Benjamin was cleaning his boots at the table. He smeared a streak of black polish across a toe, then rubbed it in. “Leave him alone.”

 

“Don’t you think the little monster needs a profession?” Tom took another sip of whiskey. “Maybe he doesn’t want to spend the rest of his life living in a basement.”

 

“We won’t be pulling these kinds of jobs forever.”

 

“You keep saying that,” said Tom, flicking away a bit of scab. “But what we need is something to tide us over for a few years instead of a couple of months.”

 

This conversation was one they’d had before. But this time Benjamin stopped what he was doing and gazed at his half-polished shoes. They were old boots, the heels cracked and in need of repair. He looked at Ren. He looked at his shoes again. Then he walked across the floor in his socks and spent the afternoon sharing Tom’s whiskey. Every once in a while he would turn to Ren in the corner, and each time the boy glanced back, Benjamin’s face was more troubled.

 

When Ren woke the next day Benjamin was gone. He returned later that evening, smelling of tobacco, and said that he’d changed his mind about North Umbrage. The men began to make their plans, and Benjamin stopped going to the tavern. Instead he spent most of his time counting out figures, and visiting graveyards, and taking notes in a small black book he kept in his pocket. He disappeared for days from the basement, and when asked of his whereabouts answered simply, “Research.” Ren had followed him once, crossing street after street through the marketplace before he saw him slip into a lawyer’s office. When Benjamin came out, he was biting his nails, and then he stopped in the middle of the sidewalk and laughed, as if he’d just been told something he couldn’t believe.

 

Ren watched him now, holding the reins tight, steering their cart around the ruts ahead. He kept his eyes forward and his pipe set firmly between his lips, puffs of smoke trailing behind them on the road.

 

Soon they came upon a valley between two hills, the pastures surrounding it covered with sheep. White-and brown-and black-faced animals stretched across the landscape. The wagon passed a group of farmers, washing their herds in the river to prepare them for shearing. The men gave directions to a nearby town. There the group found an inn, where they paid for a room with the last of their money. Inside, the floors were covered with dust, the beds stained with tobacco burns. Tom settled himself at the table and Benjamin began unpacking the trunk.

 

Ren sat quietly in a corner, rereading the last pages of his book.
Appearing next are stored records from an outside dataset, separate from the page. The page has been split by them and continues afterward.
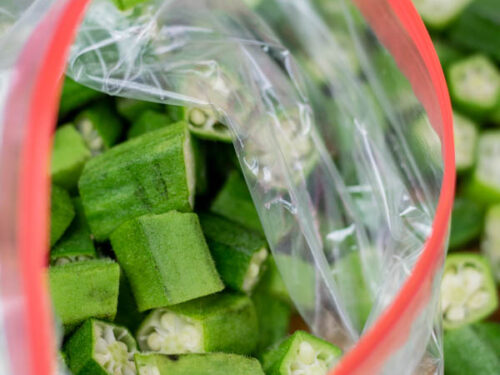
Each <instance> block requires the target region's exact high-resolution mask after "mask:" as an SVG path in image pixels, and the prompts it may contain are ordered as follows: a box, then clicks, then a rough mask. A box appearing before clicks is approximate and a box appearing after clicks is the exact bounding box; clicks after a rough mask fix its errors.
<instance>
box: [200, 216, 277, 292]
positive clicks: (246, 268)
mask: <svg viewBox="0 0 500 375" xmlns="http://www.w3.org/2000/svg"><path fill="white" fill-rule="evenodd" d="M199 217H200V223H201V227H202V229H203V233H204V234H205V238H206V239H207V244H208V247H209V248H210V252H211V253H212V257H213V259H214V261H215V265H216V267H217V271H218V272H219V274H220V275H221V277H222V280H223V281H224V284H226V286H228V287H230V288H232V289H234V290H238V291H242V292H245V293H250V292H251V291H252V289H253V288H254V286H255V285H256V284H257V282H258V281H259V278H260V277H261V274H262V265H263V264H264V262H265V260H266V259H267V256H268V254H269V252H268V250H267V244H266V241H265V240H264V239H263V238H262V237H261V236H260V235H259V234H257V233H255V232H252V231H250V230H248V229H246V228H244V227H242V226H240V225H239V224H236V223H234V222H231V221H229V220H227V219H225V218H223V217H221V216H217V215H212V214H200V216H199Z"/></svg>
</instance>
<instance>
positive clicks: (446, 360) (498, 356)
mask: <svg viewBox="0 0 500 375" xmlns="http://www.w3.org/2000/svg"><path fill="white" fill-rule="evenodd" d="M499 327H500V325H499V324H498V323H479V324H472V325H468V326H465V327H461V328H459V329H454V330H451V331H446V332H445V334H444V340H443V341H444V361H445V363H444V364H445V369H446V375H464V374H474V375H496V374H498V370H499V369H500V355H499V353H500V347H499V346H498V340H499V339H498V338H499V337H500V329H499ZM489 334H491V338H489V337H488V336H489ZM495 336H496V337H495ZM495 340H496V346H495V342H494V341H495Z"/></svg>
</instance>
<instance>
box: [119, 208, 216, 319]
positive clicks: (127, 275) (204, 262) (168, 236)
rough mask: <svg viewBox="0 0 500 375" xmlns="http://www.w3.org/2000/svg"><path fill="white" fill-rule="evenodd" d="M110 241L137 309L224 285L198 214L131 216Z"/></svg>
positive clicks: (202, 296)
mask: <svg viewBox="0 0 500 375" xmlns="http://www.w3.org/2000/svg"><path fill="white" fill-rule="evenodd" d="M111 244H112V247H113V250H114V252H115V254H116V257H117V259H118V262H119V263H120V265H121V266H122V268H123V270H124V271H125V274H126V276H127V278H128V280H129V282H130V285H131V287H132V292H133V293H134V296H135V300H136V302H137V306H138V307H139V311H145V310H149V309H153V308H157V307H164V306H169V305H174V304H177V303H181V302H185V301H189V300H192V299H196V298H198V297H203V296H206V295H209V294H213V293H216V292H219V291H221V290H222V289H224V284H223V283H222V281H221V280H220V277H219V275H218V273H217V270H216V268H215V264H214V261H213V259H212V257H211V255H210V251H209V249H208V246H207V243H206V241H205V238H204V237H203V232H202V230H201V226H200V222H199V220H198V216H197V215H196V214H193V213H180V212H177V211H170V212H167V213H165V214H162V215H148V216H142V217H139V218H137V219H133V220H130V221H128V222H126V223H124V224H123V225H121V226H120V227H119V228H118V229H117V230H116V231H114V232H113V234H112V235H111Z"/></svg>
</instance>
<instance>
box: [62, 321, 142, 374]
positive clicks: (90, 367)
mask: <svg viewBox="0 0 500 375" xmlns="http://www.w3.org/2000/svg"><path fill="white" fill-rule="evenodd" d="M65 349H66V353H67V354H68V357H69V367H70V369H71V371H72V373H73V375H136V374H137V370H136V367H135V362H134V355H135V353H136V352H137V344H136V342H135V340H134V338H133V337H132V335H131V334H130V332H129V331H127V329H126V328H124V327H120V326H117V325H114V324H110V323H106V322H103V321H100V320H95V319H90V320H87V321H86V322H85V323H84V324H83V325H82V326H81V327H80V328H79V329H78V330H77V331H76V332H75V333H74V334H73V335H72V336H71V338H70V339H69V341H68V343H67V344H66V347H65Z"/></svg>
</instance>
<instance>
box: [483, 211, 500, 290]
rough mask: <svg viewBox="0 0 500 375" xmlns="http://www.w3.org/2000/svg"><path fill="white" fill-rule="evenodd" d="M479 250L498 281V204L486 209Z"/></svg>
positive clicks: (499, 259) (499, 231)
mask: <svg viewBox="0 0 500 375" xmlns="http://www.w3.org/2000/svg"><path fill="white" fill-rule="evenodd" d="M481 252H482V253H483V254H484V256H486V258H488V260H489V261H490V264H491V268H492V270H493V274H494V276H495V279H496V281H497V282H500V205H495V206H492V207H490V208H489V209H488V212H487V213H486V219H485V229H484V235H483V239H482V241H481Z"/></svg>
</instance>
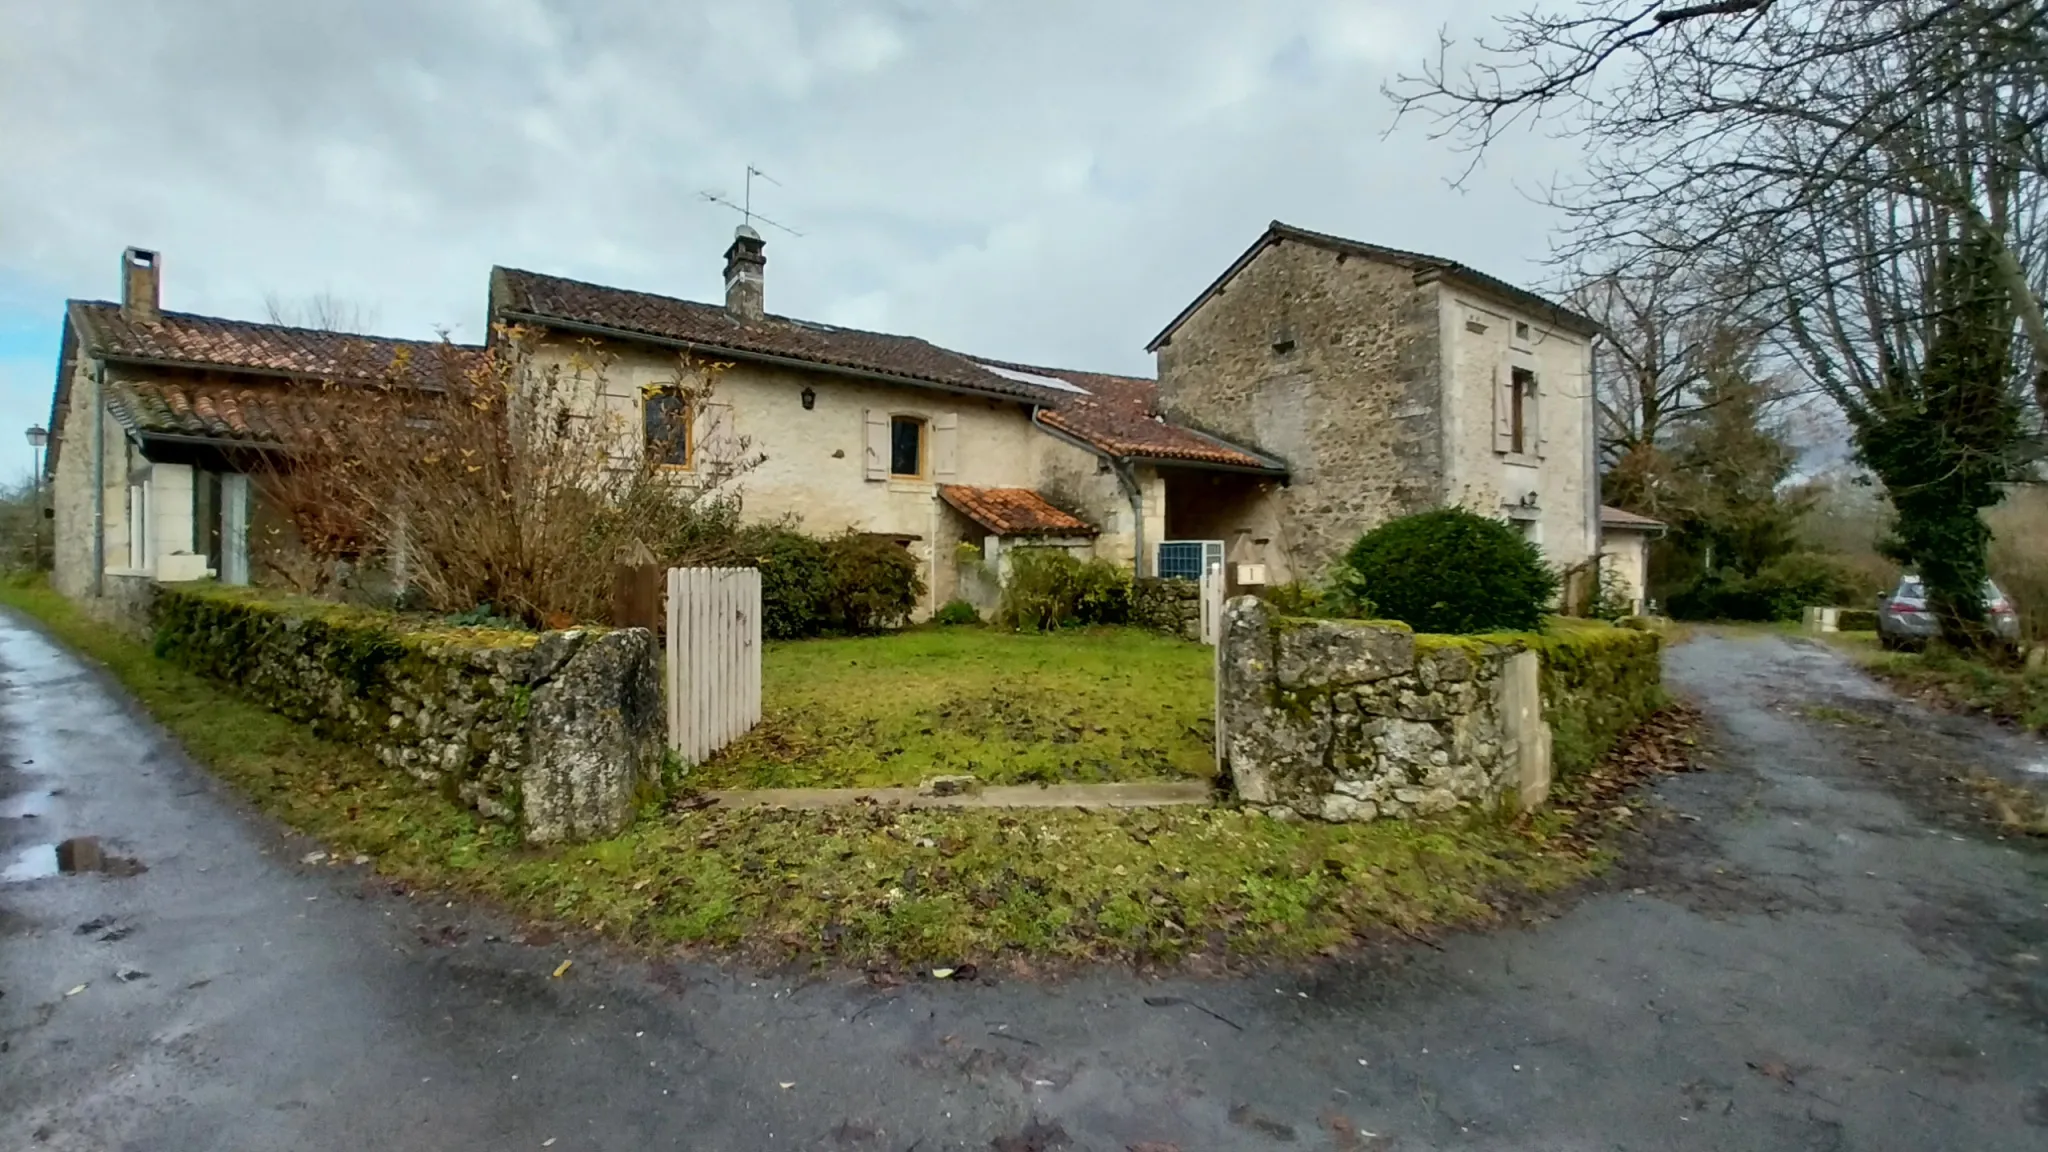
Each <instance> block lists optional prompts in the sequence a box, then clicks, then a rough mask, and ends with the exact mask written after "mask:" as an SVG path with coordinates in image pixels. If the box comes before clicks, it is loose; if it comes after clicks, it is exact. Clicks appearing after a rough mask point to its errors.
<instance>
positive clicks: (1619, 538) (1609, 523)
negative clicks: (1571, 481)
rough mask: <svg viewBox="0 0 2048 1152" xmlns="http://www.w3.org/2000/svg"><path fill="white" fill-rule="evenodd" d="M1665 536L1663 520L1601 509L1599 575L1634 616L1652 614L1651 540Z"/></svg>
mask: <svg viewBox="0 0 2048 1152" xmlns="http://www.w3.org/2000/svg"><path fill="white" fill-rule="evenodd" d="M1663 533H1665V523H1663V521H1653V519H1651V517H1638V515H1636V512H1624V510H1622V508H1608V506H1604V508H1599V572H1602V576H1604V578H1606V580H1608V584H1610V586H1612V588H1614V590H1616V592H1618V594H1620V596H1624V599H1626V601H1628V605H1630V611H1632V613H1634V615H1642V613H1645V611H1649V599H1647V596H1649V586H1651V541H1653V539H1657V537H1661V535H1663Z"/></svg>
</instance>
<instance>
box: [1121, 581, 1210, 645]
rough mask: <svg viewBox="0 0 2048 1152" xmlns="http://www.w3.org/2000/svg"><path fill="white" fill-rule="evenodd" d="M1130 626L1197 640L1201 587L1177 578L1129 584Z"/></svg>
mask: <svg viewBox="0 0 2048 1152" xmlns="http://www.w3.org/2000/svg"><path fill="white" fill-rule="evenodd" d="M1130 623H1135V625H1139V627H1149V629H1153V631H1163V633H1167V635H1180V637H1182V640H1200V637H1202V586H1200V584H1196V582H1194V580H1182V578H1178V576H1139V578H1137V580H1133V582H1130Z"/></svg>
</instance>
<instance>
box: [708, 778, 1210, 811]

Deerslayer was refusing Judith Hutter’s proposal of marriage. She had done all she could to make him love her, but it hadn’t been enough. Ren had read the ending many times, and he still felt terrible about it. Hawkeye spent the entire novel fighting Indians and righting wrongs, but when he left Judith to her lonely fate, he always seemed less of a hero.

 

“There’ll be a crowd tomorrow at the shearing.” Benjamin opened the wooden case and took out one of the brown bottles of Doctor Faust’s Medical Salts for Pleasant Dreams.

 

“Someone might recognize us,” said Tom.

 

“Recognize me, you mean.”

 

“Does it matter?” Tom took off his coat and flung it onto the bed.

 

“We’re out of money. And I’ve got an idea for using the boy.”

 

“You should leave him out of it.”

 

“He wants to do it. Don’t you, Ren?”

 

Ren looked up from his book. He could see that Benjamin was itching for something new. Over the winter he’d told Ren about the jobs he’d pulled: impersonating sea captains, doctors, and men of the cloth; selling items from a catalog that would never arrive; forging wills and false deeds. They all followed a similar pattern: winning over the mark, a fast exchange of property, and then leaving town as quickly as possible. When they needed to stay in one place for a while, Benjamin and Tom turned to the graveyards, where the marks were more agreeable and did not take pains to pursue them.

 

Ren closed his book. “I want to do it.”

 

Tom looked worried. “I don’t think he’s ready for this.”

 

“Nonsense,” said Benjamin.

 

“He’s only a child. He’s going to get us caught.”

 

Benjamin sat down on the mattress, leaned back, and pulled the blankets over him. He closed his eyes and let out a puff of air. “Not yet.”